APPEAL from a judgment of the Alberta Court of Appeal (Berger and McDonald JJ.A. and Hughes J. (ad hoc)), 2013 ABCA 406, 90 Alta. L.R. (5th) 354, 295 C.R.R. (2d) 233, 566 A.R. 58, 597 W.A.C. 58, [2014] 3 W.W.R. 250, [2013] A.J. No. 1261 (QL), 2013 CarswellAlta 2311, affirming the accused’s convictions for drugs and firearms offences. Appeal dismissed.
Shawn Beaver and Alexandra Seaman, for the appellant.
James C. Martin and Louise M. Proulx, for the respondent.
The judgment of the Court was delivered orally by
[1] Cromwell J. ― This appeal as of right comes to us on the dissent of Berger J.A. in the Alberta Court of Appeal. The question is whether the trial judge’s failure to identify a s. 8 breach in addition to the admitted breach of s. 10(b) justifies considering the trial judge’s s. 24(2) analysis afresh on appeal.

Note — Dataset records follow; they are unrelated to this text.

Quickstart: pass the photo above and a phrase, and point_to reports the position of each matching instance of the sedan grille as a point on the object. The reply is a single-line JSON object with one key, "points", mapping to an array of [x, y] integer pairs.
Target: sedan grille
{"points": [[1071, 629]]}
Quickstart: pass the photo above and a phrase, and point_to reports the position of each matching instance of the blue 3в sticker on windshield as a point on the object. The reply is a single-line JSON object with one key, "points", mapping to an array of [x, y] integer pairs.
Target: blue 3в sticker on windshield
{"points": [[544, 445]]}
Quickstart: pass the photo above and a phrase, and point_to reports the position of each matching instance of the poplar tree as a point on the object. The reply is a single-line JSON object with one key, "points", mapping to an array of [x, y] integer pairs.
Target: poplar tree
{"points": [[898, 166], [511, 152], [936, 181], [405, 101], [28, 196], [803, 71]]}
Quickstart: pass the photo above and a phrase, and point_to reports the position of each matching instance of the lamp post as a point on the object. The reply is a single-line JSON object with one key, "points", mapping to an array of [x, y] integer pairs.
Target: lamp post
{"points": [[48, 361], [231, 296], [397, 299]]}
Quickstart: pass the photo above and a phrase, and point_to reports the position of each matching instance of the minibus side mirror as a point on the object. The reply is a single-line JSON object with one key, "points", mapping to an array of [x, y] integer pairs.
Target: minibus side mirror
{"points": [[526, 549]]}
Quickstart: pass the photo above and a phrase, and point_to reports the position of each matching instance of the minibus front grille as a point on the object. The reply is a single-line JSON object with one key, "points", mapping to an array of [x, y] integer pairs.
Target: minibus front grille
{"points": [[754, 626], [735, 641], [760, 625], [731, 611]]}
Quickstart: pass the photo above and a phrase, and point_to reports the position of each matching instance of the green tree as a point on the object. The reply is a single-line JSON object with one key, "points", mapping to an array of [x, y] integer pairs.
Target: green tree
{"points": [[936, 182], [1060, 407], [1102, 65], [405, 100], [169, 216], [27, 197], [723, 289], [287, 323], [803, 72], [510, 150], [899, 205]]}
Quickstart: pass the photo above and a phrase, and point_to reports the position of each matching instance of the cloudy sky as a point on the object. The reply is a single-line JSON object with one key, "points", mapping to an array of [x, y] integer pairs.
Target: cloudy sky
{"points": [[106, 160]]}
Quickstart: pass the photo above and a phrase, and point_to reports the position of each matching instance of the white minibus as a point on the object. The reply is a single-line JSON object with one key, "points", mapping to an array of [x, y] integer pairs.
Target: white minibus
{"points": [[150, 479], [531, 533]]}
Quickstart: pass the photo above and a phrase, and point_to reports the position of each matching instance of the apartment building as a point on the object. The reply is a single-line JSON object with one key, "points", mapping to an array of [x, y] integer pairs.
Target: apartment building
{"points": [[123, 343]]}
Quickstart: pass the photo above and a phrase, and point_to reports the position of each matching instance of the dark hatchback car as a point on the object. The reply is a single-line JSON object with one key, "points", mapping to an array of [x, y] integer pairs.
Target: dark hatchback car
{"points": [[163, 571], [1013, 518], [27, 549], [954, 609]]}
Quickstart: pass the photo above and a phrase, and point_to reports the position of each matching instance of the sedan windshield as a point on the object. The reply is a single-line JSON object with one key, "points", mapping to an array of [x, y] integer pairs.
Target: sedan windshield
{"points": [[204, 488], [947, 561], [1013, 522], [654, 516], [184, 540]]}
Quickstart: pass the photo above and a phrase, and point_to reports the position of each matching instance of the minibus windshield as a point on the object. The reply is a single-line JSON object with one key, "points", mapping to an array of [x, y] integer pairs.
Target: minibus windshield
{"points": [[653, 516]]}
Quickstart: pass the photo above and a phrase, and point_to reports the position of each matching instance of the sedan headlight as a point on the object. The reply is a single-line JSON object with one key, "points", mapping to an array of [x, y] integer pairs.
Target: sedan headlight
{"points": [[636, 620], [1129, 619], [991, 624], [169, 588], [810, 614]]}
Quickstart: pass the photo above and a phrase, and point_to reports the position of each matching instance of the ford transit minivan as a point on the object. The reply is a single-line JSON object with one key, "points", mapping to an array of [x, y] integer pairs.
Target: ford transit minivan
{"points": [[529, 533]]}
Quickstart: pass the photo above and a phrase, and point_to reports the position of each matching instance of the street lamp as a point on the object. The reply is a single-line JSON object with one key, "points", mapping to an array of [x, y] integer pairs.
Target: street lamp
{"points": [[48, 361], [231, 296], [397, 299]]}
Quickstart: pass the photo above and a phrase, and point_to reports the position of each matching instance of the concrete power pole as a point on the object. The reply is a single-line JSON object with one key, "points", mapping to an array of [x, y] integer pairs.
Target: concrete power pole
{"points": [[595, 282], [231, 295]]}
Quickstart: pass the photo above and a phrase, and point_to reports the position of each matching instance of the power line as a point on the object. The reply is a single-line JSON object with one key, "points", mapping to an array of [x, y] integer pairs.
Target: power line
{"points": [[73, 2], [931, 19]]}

[2] In our view it does not. Assuming, without deciding, that there was a s. 8 breach on these facts, it is clear that the trial judge conducted her s. 24(2) analysis on the basis that the s. 10(b) breach resulted in the appellant producing the joint and lump of marihuana. As she put it, “While [the police officer] gave evidence that she would have arrested Mr. Mohamed if he had not got out of the car at her request, and I have found that she had grounds to do so, it is not a certainty that the exhibits of marihuana would have been discovered otherwise. The production of the joint and the lump of marihuana were clearly as a result of [the officer’s] prompting of Mr. Mohamed” (A.R., vol. I, p. 57 (emphasis added)). It is thus clear that the trial judge’s s. 24(2) analysis would not have been different had she found an independent s. 8 breach.
[3] In light of that conclusion, our view is that there is no basis to interfere on appeal with the trial judge’s weighing of the various factors under the s. 24(2) analysis.
[4] The appeal is dismissed.
Judgment accordingly.
Solicitors for the appellant: Beaver, Leebody, Frank & Simic, Edmonton.
Solicitor for the respondent: Public Prosecution Service of Canada, Calgary.